Let us begin with understanding of Azure what it is all about before moving to our Azure Databricks plugin and how it benefits our workload automation users.
“Azure is an open and flexible cloud platform that enables you to quickly build, deploy and manage applications across a global network of Microsoft-managed datacentres. You can build applications using any language, tool, or framework. And you can integrate your public cloud applications with your existing IT environment.”
Azure is incredibly flexible, and allows you to use multiple languages, frameworks, and tools to create the customised applications that you need. As a platform, it also allows you to scale applications up with unlimited servers and storage.
What is an Azure Databricks?
Azure Databricks provides the latest versions of Apache Spark and allows you to seamlessly integrate with open-source libraries. Spin up clusters and build quickly in a fully managed Apache Spark environment with the global scale and availability of Azure.
Azure Databricks is a data analytics platform optimized for the Microsoft Azure cloud services platform. Azure Databricks offers three environments for developing data intensive applications: Databricks SQL, Databricks Data Science & Engineering, and Databricks Machine Learning.
- Azure databricks plugin supports the latest analytic services for Azure data lake storage Gen1, Azure data lake storage Gen2, Azure blob storage, and other storage accounts.
- It provides an easy-to-use platform for analysts to read data from multiple data sources and turn it into easily understandable data.
- It provides faster performance with various optimizations at the I/O layer and processing layer (Databricks I/O).
Azure Databricks Plugin
Log in to the Dynamic Workload Console and open the Workload Designer. Choose to create a new job and select “Azure Databricks Plugin” job type in the Cloud section.
Fig1: Job Definition
Establishing connection to the Azure Databricks Workspace.
Workspace Instance – A unique instance name (per-workspace URL), that is assigned to each Azure Databricks deployment. It is the fully-qualified domain name used to log into your Azure Databricks deployment and make API requests.

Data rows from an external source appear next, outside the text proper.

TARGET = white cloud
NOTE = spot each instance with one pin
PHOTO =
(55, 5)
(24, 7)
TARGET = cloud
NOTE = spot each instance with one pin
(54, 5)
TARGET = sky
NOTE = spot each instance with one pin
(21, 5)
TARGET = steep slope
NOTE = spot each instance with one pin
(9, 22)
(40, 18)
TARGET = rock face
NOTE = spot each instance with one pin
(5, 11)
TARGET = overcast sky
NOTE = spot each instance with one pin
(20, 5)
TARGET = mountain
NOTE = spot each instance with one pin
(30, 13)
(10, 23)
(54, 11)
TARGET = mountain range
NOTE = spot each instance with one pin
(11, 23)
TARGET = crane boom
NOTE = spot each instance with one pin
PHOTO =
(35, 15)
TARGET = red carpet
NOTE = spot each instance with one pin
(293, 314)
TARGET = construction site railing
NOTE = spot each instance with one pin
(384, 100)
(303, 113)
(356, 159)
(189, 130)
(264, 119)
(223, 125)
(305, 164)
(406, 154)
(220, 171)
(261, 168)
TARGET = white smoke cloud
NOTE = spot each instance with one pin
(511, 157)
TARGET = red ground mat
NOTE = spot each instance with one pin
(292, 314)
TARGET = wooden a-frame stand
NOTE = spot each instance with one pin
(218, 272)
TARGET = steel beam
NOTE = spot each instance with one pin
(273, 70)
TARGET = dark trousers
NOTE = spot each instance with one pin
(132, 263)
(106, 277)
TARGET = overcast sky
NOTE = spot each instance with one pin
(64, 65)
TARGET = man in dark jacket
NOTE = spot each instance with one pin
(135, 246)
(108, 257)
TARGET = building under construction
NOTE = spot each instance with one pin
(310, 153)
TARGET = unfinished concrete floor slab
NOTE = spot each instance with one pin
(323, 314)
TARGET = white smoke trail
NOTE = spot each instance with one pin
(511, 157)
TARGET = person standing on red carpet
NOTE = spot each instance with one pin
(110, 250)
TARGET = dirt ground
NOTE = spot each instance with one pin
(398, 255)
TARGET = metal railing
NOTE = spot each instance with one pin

Example: adb-<workspace-id>.<random-number>.azuredatabricks.net. The workspace ID appears immediately after adb- and before the “dot” (.). For the per-workspace URL https://adb-5555555555555555.19.azuredatabricks.net/
Access Token – Enter the access token that is generated in the Azure cloud, to authenticate to and access Databricks REST APIs.
We can generate token under User settings in workspace.
Test Connection – Click to verify that the connection to the Azure server works correctly.
Fig 3: Connection Tab
Use this section to define the operation details.
- Run the selected job
- Cancel the pending/running job
Select – It gives the list of available jobs present in the workspace to select.
Details – It gives more information on selected job.
Fig 4: Action Tab
Submitting your job
It is time to Submit your job into the current plan. You can add your job to the job stream that automates your business process flow. Select the action menu in the top-left corner of the job definition panel and click on Submit Job into Current Plan. A confirmation message is displayed, and you can switch to the Monitoring view to see what is going on.
Fig 5: Monitor page with extra properties
Once we submit the job, we can cancel the particular job by Kill option.